Telč is picturesque town in southern Moravia, near Jihlava, in the Czech Republic. The town was founded in 13th century as a royal water fort on the crossroads of busy merchant routes between Bohemia, Moravia and Austria.
Besides the monumental 17th century Renaissance chateau with an English-style park (a rebuilding of original Gothic castle), the most significant sight is the town square (best-preserved historic town square), a unique complex of long urban plaza with well-conserved Renaissance and Baroque houses with high gables and arcades; since 1992 all of this has been a UNESCO World Heritage Site.
The Gothic castle was built in the second half of the 14th century. At the end of the 15th century the castle fortifications were strengthened and a new gate-tower built. In the middle of the 16th century the medieval castle no longer satisfied Renaissance nobleman Zachariáš of Hradec, who had the castle altered in the Renaissance style. The ground floor was vaulted anew, the facade decorated with sgraffito, and the state apartments and living quarters received stucco ornamentation together with trompe l’oeil and chiaroscuro paintings in 1553. The counter-reformation brought the Jesuits to the town, who built the church of Name of Jesus in 1666-1667, according to the plans of Domenico Orsi. The column of the Virgin and the fountain in the centre of the square date from the 18th century.
Entry to the Chateau is possible only by guided tour. First, Route A will take approximately one hour, passing through the beautiful Renaissance halls, while Route B is a bit shorter, exploring the castle’s apartment rooms. Address: náměstí Zachariáše z Hradce; www.zamek-telc.cz; Admission: Route A – adult 110 CZK, Route B – 90 CZK. Open: 9-11.45am & 1-6pm Tue-Sun Apr-Oct.
In the middle of the square is The Marian column, which dates back to 1717 and is a late Baroque addition. Many famous houses on the square show the characteristic Renaissance sgraffito, although some facades were given Baroque facelifts in the 17th and 18th centuries, but the overall effect is harmoniously Renaissance.

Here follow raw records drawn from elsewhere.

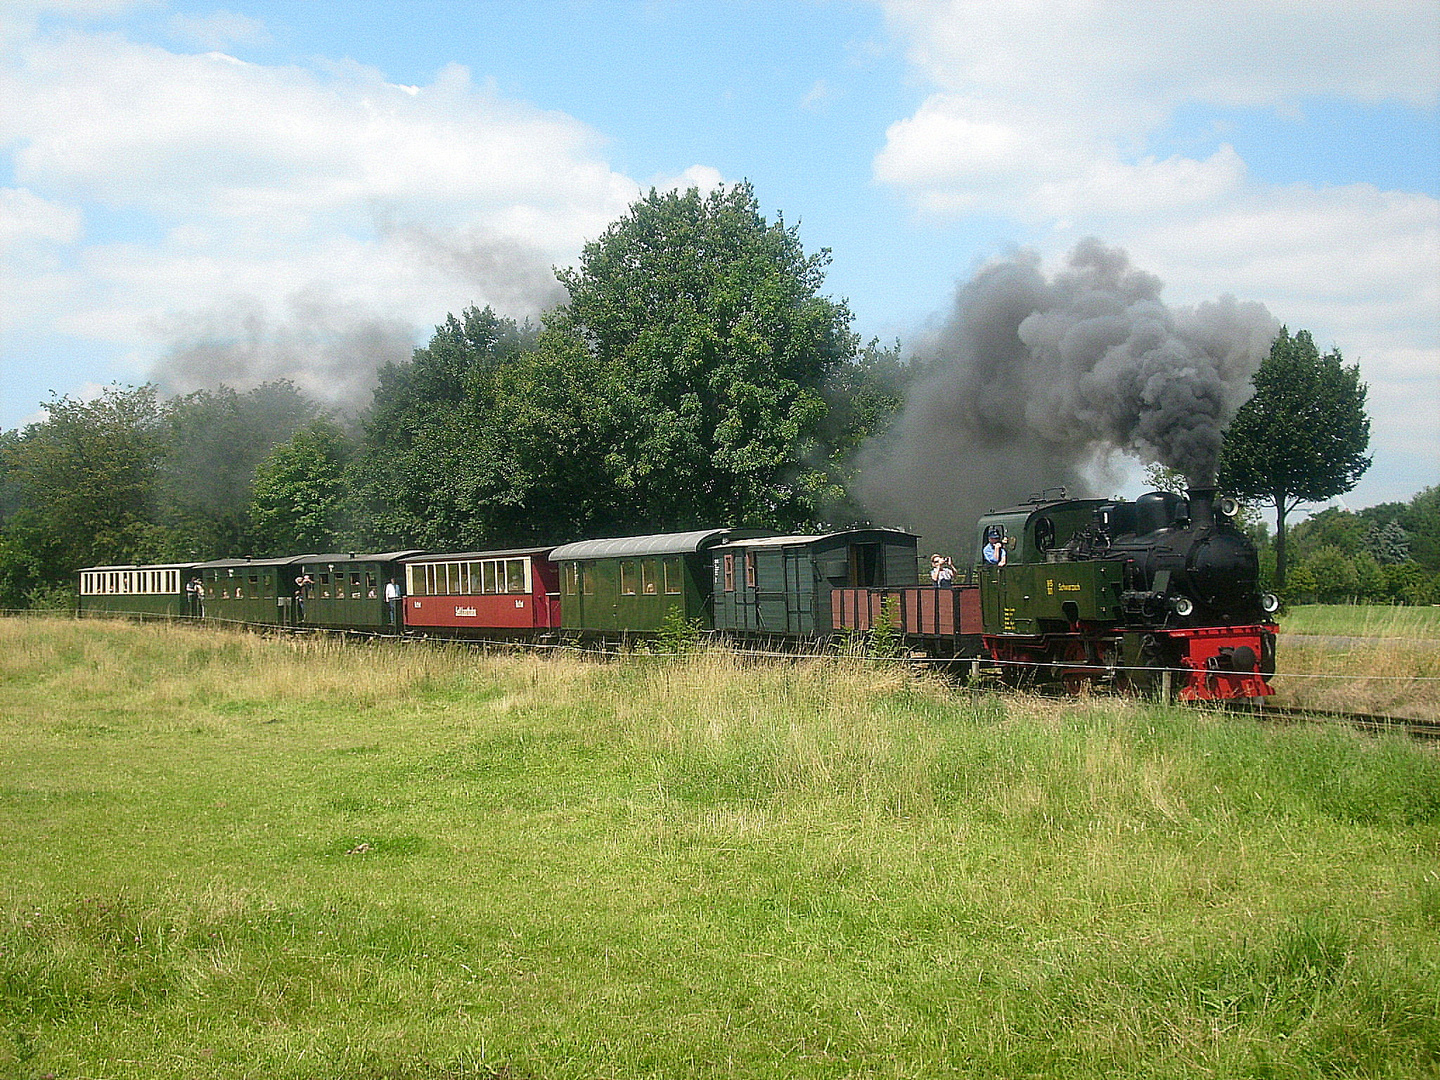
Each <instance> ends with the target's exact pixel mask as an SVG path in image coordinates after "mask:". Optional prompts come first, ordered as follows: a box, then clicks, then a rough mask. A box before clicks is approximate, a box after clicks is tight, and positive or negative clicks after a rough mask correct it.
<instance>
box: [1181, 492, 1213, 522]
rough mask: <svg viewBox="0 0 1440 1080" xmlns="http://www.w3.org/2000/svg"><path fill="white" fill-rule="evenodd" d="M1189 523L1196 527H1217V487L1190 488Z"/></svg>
mask: <svg viewBox="0 0 1440 1080" xmlns="http://www.w3.org/2000/svg"><path fill="white" fill-rule="evenodd" d="M1185 495H1187V497H1188V498H1189V524H1191V526H1192V527H1194V528H1214V527H1215V488H1188V490H1187V491H1185Z"/></svg>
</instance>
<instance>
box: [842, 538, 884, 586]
mask: <svg viewBox="0 0 1440 1080" xmlns="http://www.w3.org/2000/svg"><path fill="white" fill-rule="evenodd" d="M884 583H886V550H884V544H878V543H870V544H851V546H850V585H852V586H854V588H857V589H877V588H880V586H881V585H884Z"/></svg>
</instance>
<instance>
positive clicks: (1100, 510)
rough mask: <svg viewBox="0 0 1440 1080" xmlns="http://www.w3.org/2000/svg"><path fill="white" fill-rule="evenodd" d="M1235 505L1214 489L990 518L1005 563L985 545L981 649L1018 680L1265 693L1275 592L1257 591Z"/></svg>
mask: <svg viewBox="0 0 1440 1080" xmlns="http://www.w3.org/2000/svg"><path fill="white" fill-rule="evenodd" d="M1237 508H1238V507H1237V504H1236V503H1234V501H1233V500H1230V498H1217V492H1215V491H1214V490H1211V488H1192V490H1189V491H1188V492H1187V494H1185V495H1178V494H1172V492H1165V491H1152V492H1149V494H1146V495H1140V497H1139V498H1138V500H1135V501H1133V503H1126V501H1119V500H1064V498H1060V500H1050V501H1047V500H1035V501H1032V503H1030V504H1025V505H1022V507H1011V508H1007V510H1001V511H996V513H992V514H988V516H985V517H984V518H981V521H979V528H978V540H976V541H978V544H981V546H982V550H984V544H985V543H986V541H991V540H995V539H999V540H1001V541H1002V543H1004V544H1005V552H1007V560H1005V564H1004V566H995V564H988V563H986V562H985V559H984V554H978V556H976V564H978V566H979V567H981V569H979V572H978V586H979V592H981V619H982V639H984V649H985V652H986V654H988V655H989V657H991V658H992V660H994V661H996V662H999V664H1001V665H1002V668H1004V670H1005V671H1007V672H1008V674H1009V675H1011V677H1021V675H1025V677H1032V675H1035V674H1043V675H1048V677H1053V678H1057V680H1060V681H1064V683H1067V684H1070V685H1079V684H1081V683H1084V681H1093V680H1106V681H1113V683H1117V684H1120V685H1126V687H1132V688H1136V690H1142V691H1158V690H1168V691H1171V693H1174V694H1175V696H1178V697H1181V698H1184V700H1214V698H1237V697H1263V696H1266V694H1269V693H1270V687H1269V680H1270V675H1273V674H1274V635H1276V625H1274V619H1273V616H1274V612H1276V611H1277V609H1279V606H1280V605H1279V600H1277V599H1276V598H1274V596H1272V595H1261V593H1260V590H1259V576H1260V575H1259V559H1257V554H1256V547H1254V544H1253V543H1251V541H1250V539H1248V537H1246V534H1244V533H1243V531H1240V528H1237V527H1236V523H1234V516H1236V511H1237Z"/></svg>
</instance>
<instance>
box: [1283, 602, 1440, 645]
mask: <svg viewBox="0 0 1440 1080" xmlns="http://www.w3.org/2000/svg"><path fill="white" fill-rule="evenodd" d="M1282 624H1283V625H1284V628H1286V631H1287V632H1290V634H1323V635H1331V636H1355V638H1416V639H1428V641H1431V642H1434V644H1436V648H1440V608H1404V606H1398V605H1388V603H1306V605H1300V606H1296V608H1290V609H1289V611H1287V612H1286V613H1284V616H1283V618H1282Z"/></svg>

Telč’s historic center is shaped like a trapezoid and is surrounded by lakes on three sides. At the center is a very large square named after the town’s former owner, Zachariáš z Hradce.
Tourist information office situated inside the Town Hal (www.telc.eu) is open 8am-5pm Mon-Fri, 10am-4pm Sat & Sun May-Oct, 8am-5pm Mon-Fri Nov-Apr).
Tip: July and early August is a good time to visit when the town gets a lively atmosphere with the Telč Music Festival.
Train connections from Prague to Telč are not great, so you’ll need to exercise some Buddha-like patience if you decide to travel to Telč by train. The journey requires a transfer at Kostelec u Jihlavy and takes at least four to five hours. First class tickets from Prague cost 320 CZK and second class tickets are 252 CZK.
The bus is a much better option than taking the train. Several buses leave daily from Prague’s Florenc bus station in the direction of Telč. The journey usually includes a bus transfer in Jihlava, but only takes about 3 hours in total. A bus ticket also costs about 150 CZK, which makes it a less expensive way to travel than by train.
Once in Telč, the castle and town square are only a 10 minute walk from the bus station. Exit through the station’s back entrance, turn right on Tyršova, and then turn left on Rudnerova. Follow this street as it bears left, and turn right at the second small alley. This will guide you to the main square.
Located about halfway between České Budějovice and Brno, Telč can be reached by taking Highway 23. Driving from Prague, take Highway DI in the direction of Brno and exit at Jihlava, where you pick up Highway 38 after going through the town. Then head west on Highway 23. The drive takes about two hours. You can leave your car in one of three large parking lots at the town’s northern and southern gates.